Under prior tax law, selling assets was often cost-prohibitive for a family business taxed as a C-corporation. The combined federal rate under prior tax law was 48 percent (resulting from a 35 percent corporate tax rate combined with a 20 percent tax rate on dividends received by non-corporate shareholders). When buyers insisted on an asset purchase and the owners of the seller were unwilling to pay half of their sales proceeds in taxes, the deal was likely to fall apart.

Under the new Tax Cuts and Jobs Act, the corporate tax rate was permanently reduced from 35 percent to 21 percent. The lower rate makes asset sales more attractive for sellers. Now, the combined federal rate is 36.8 percent, as compared to 48 percent under prior law. Asset sales are no longer as costly as they were for family business sellers.
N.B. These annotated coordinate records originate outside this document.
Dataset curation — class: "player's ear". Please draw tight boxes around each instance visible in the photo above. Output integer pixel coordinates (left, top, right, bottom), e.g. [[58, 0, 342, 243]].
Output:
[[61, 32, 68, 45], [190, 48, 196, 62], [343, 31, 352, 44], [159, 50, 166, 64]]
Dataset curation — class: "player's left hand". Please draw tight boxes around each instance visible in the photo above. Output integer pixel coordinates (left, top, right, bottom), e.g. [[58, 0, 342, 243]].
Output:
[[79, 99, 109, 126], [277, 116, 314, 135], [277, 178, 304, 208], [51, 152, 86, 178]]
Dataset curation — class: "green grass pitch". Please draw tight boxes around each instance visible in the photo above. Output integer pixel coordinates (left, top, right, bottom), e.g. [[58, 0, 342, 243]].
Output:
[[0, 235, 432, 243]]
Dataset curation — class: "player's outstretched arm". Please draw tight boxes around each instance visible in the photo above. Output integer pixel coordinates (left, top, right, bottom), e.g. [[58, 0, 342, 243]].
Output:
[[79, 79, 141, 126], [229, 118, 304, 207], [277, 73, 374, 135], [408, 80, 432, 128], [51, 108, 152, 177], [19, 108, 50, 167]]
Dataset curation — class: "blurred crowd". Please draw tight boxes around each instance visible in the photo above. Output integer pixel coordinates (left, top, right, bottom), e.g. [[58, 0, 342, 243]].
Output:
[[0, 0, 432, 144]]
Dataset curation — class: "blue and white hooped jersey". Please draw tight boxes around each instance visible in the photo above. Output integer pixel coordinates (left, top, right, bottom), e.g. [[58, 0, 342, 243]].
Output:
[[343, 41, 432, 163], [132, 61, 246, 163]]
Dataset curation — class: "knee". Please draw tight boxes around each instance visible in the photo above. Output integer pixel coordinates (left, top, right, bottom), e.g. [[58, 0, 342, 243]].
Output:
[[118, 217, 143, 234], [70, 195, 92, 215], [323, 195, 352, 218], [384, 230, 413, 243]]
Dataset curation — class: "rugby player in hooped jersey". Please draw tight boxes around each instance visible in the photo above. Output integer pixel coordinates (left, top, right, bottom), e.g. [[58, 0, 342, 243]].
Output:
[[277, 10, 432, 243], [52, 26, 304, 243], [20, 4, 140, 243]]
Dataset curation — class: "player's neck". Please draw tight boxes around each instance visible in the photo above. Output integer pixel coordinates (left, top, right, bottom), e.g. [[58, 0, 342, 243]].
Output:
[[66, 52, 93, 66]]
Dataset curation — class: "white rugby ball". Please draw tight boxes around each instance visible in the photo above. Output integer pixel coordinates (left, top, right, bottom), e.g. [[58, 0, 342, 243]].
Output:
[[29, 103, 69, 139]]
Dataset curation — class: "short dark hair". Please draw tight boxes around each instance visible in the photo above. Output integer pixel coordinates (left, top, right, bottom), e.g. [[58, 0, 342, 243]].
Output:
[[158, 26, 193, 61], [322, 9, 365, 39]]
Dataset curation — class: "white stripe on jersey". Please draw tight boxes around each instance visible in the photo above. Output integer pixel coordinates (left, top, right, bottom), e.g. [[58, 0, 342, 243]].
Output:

Under the new tax law, there is also an additional incentive that makes buyers even more likely to favor asset acquisitions. The Tax Cuts and Jobs Act now allows for full expensing of most types of “qualified property” acquired after September 27, 2017. Significantly, “qualified property” includes used property acquired from any unrelated party. Because full expensing applies to used property, asset purchasers can now deduct the portion of the purchase price allocable to qualified property.

The lower corporate tax rate, together with immediate expensing of qualified property, makes asset deals more attractive for buyers and sellers.